Alnylam Pharmaceuticals, Inc. has announced that it has entered into two relationships providing access to key technologies for the systemic delivery of RNAi therapeutics.
The first agreement is with Inex Pharmaceuticals Corporation and provides access to fundamental liposome delivery technology for systemic RNAi therapeutics.
The second agreement is with the Massachusetts Institute of Technology, and provides access to liposome technology being developed in the laboratory of Professor Robert S. Langer.
Alnylam also announced the publication in Nature of the first demonstration of therapeutic gene silencing in primates with systemic RNAi using liposomal delivery technology.
"We believe that the work we reported today in Nature represents a major step forward in the development of systemic RNAi therapeutics," said John Maraganore, Ph.D., President and Chief Executive Officer of Alnylam Pharmaceuticals.
"Liposomal delivery technology played an important role in this advance, and we believe that these agreements with Inex and MIT position us to expand our pipeline of direct and systemic RNAi therapeutics by applying this technology."
Alnylam and Inex have executed an agreement under which Alnylam has the option to take worldwide exclusive licenses to use Inex's liposomal technology for RNAi therapeutics directed to specific gene targets.
Alnylam will pay option fees to Inex and, in connection with any exclusive license it subsequently takes, license fees, milestone payments and royalties on product sales.
In addition, Alnylam and Inex have entered into a research collaboration under which the two companies will explore the potential of various liposomal formulations for delivery of RNAi therapeutics.

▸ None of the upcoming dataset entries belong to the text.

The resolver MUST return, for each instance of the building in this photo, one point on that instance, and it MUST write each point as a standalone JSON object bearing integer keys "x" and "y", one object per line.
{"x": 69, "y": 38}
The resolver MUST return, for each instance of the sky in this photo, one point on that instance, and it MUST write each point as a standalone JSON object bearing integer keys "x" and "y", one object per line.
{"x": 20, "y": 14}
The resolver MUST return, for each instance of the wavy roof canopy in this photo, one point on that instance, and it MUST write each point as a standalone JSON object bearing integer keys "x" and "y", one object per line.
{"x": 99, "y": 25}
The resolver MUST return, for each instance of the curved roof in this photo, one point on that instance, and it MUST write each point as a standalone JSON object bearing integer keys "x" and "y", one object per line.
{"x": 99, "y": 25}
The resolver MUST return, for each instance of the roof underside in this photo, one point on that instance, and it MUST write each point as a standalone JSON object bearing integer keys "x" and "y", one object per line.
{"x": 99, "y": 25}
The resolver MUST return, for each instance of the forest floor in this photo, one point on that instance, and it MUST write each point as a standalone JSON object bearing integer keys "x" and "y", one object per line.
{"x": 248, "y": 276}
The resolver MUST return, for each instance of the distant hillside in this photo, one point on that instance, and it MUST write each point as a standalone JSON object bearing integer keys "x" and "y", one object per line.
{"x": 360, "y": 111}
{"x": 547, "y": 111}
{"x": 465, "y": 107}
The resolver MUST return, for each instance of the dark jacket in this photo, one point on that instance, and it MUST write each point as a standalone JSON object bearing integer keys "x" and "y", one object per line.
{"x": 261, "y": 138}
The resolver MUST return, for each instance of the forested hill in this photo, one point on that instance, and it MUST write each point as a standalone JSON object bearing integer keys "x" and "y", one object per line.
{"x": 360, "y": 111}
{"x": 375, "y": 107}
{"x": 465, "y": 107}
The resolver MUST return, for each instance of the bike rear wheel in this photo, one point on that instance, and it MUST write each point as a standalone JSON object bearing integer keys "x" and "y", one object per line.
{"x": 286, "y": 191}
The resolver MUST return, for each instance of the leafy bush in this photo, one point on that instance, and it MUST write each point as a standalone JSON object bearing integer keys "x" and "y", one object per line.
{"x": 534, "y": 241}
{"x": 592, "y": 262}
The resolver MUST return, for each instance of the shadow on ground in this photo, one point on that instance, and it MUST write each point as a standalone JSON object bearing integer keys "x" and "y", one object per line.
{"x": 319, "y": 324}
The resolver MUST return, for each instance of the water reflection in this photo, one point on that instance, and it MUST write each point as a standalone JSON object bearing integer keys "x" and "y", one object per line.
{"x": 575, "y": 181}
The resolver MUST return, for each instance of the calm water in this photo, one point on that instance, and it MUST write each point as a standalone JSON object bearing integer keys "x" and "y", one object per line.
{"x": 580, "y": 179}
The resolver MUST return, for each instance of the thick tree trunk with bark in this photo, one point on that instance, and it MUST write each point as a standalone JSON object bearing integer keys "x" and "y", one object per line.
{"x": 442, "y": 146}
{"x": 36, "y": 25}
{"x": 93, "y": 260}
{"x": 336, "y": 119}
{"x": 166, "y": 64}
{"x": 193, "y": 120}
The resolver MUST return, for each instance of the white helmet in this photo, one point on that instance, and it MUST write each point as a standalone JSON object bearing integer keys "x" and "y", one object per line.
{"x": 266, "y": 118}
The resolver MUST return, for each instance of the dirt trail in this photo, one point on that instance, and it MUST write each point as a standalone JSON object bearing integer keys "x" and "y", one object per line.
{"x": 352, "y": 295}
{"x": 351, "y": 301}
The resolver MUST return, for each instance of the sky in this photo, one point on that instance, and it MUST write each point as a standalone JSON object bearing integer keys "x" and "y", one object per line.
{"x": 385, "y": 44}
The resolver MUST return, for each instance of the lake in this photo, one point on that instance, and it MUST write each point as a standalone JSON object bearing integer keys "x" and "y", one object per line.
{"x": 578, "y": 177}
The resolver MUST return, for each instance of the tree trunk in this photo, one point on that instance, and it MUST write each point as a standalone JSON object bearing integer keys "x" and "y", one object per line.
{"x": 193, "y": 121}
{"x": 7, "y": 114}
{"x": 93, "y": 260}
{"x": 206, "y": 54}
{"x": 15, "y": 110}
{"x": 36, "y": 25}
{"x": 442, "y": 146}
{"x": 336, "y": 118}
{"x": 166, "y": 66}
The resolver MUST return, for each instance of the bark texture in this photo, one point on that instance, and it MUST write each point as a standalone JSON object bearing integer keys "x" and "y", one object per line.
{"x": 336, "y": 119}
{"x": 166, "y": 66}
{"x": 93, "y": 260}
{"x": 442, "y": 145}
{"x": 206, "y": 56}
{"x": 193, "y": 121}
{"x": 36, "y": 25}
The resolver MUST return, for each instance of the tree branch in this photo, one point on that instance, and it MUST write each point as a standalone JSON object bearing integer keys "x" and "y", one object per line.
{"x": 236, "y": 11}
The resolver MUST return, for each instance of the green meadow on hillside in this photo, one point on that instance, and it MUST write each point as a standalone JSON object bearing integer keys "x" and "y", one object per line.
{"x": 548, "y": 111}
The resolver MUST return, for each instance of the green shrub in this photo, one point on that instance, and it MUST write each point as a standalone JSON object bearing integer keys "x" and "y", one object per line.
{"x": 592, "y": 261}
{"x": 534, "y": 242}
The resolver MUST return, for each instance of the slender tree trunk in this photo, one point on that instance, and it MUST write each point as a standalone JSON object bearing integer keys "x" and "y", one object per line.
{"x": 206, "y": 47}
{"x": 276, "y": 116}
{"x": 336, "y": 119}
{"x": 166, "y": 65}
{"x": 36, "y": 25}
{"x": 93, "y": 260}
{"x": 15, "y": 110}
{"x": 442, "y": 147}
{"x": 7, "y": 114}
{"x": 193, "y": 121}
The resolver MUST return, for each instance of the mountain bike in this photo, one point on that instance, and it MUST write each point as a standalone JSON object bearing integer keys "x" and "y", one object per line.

"As pioneers in the development of lipid-based drug delivery systems, we are enthusiastic about joining forces with the pioneers in RNAi therapeutics to explore novel delivery solutions for this exciting new class of drugs," said Timothy M. Ruane, President and Chief Executive Officer of Inex.
"By taking advantage of the leadership of each company in its respective field, we expect this relationship to significantly accelerate the development of truly novel drugs for important diseases."
Alnylam also announced that it has executed an agreement with MIT granting the company an option to take licenses to liposomal drug delivery systems that are being developed in the laboratory of Professor Robert S. Langer.
"We are very enthusiastic about our new formulation technology being developed for siRNA delivery," said Robert S. Langer, Ph.D., Institute Professor at M.I.T.
"Based on Alnylam's encouraging data published today in Nature, we believe this approach holds considerable promise for the delivery of innovative medicines that harness the RNAi pathway to address human disease."